# Ports options



## Pjoter (Aug 16, 2010)

Hello,

I am familiar with the pkgsrc more then ports. In pkgsrc you have a list of all available options you can set in /etc/mk.conf i.e. to use qt4 only, to use gtk2, to use gnome, to use SDL etc etc etc. I know I can check every time the Makefile of the port to find out which options I can enable/disable. But is there any way I can find options for all possible ports? For an instance if I would like to build any ports with support for SDL if only ports supports the SDL?

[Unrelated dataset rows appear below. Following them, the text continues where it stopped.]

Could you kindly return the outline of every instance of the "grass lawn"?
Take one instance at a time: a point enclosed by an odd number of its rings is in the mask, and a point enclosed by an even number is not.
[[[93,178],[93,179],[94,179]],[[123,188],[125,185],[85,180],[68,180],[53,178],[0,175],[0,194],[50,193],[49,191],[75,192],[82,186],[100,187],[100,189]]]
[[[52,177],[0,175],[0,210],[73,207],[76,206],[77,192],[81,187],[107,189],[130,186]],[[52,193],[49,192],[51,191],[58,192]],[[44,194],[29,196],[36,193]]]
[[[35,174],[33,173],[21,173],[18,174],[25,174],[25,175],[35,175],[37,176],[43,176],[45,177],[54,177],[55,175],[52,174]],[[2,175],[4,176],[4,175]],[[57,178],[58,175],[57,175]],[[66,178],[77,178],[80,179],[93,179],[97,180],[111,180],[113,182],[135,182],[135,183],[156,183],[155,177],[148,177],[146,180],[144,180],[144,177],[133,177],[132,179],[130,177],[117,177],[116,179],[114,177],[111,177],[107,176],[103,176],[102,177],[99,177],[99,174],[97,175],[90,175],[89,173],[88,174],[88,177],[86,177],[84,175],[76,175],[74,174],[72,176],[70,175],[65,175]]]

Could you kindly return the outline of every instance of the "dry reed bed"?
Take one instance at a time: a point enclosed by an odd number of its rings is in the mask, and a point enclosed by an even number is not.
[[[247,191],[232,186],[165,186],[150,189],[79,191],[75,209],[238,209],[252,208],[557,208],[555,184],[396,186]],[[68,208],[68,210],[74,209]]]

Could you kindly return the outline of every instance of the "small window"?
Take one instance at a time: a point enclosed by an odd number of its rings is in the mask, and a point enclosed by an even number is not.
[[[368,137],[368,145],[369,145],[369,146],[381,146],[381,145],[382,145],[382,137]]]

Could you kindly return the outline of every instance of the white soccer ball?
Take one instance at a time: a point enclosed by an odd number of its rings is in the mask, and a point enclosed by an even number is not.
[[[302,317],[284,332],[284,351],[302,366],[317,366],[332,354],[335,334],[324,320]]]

Last question is where the PKG_PATH is stored? Per default it points to ftp.freebsd.org but I would rather use ftp.nl.freebsd.org. 

Thank you your help.

With kind regards,

Piotr.


----------



## DutchDaemon (Aug 16, 2010)

ports(7), make.conf(5), /usr/share/examples/etc/make.conf and The Handbook chapter would be good places to start.


----------



## Pjoter (Aug 16, 2010)

Hoi,


thanks. Good resources. In short, is there a way to display supported options per port? Make menuconfig I already know- anything else?

Kr,

Piotr.


----------



## EdGe (Aug 16, 2010)

ports-mgmt/lsknobs is what you are looking for.
It displays all possible options of a port and their enabled/disabled
status.


----------



## SirDice (Aug 16, 2010)

Pjoter said:
			
		

> In short, is there a way to display supported options per port? Make menuconfig I already know- anything else?


That's a specific linux kernel make target. It doesn't exist on FreeBSD.


----------



## Pjoter (Aug 16, 2010)

@SirDice

Sure my fault, that was make config 

@EdGe

Thanks- I will have a look !


Piotr.


----------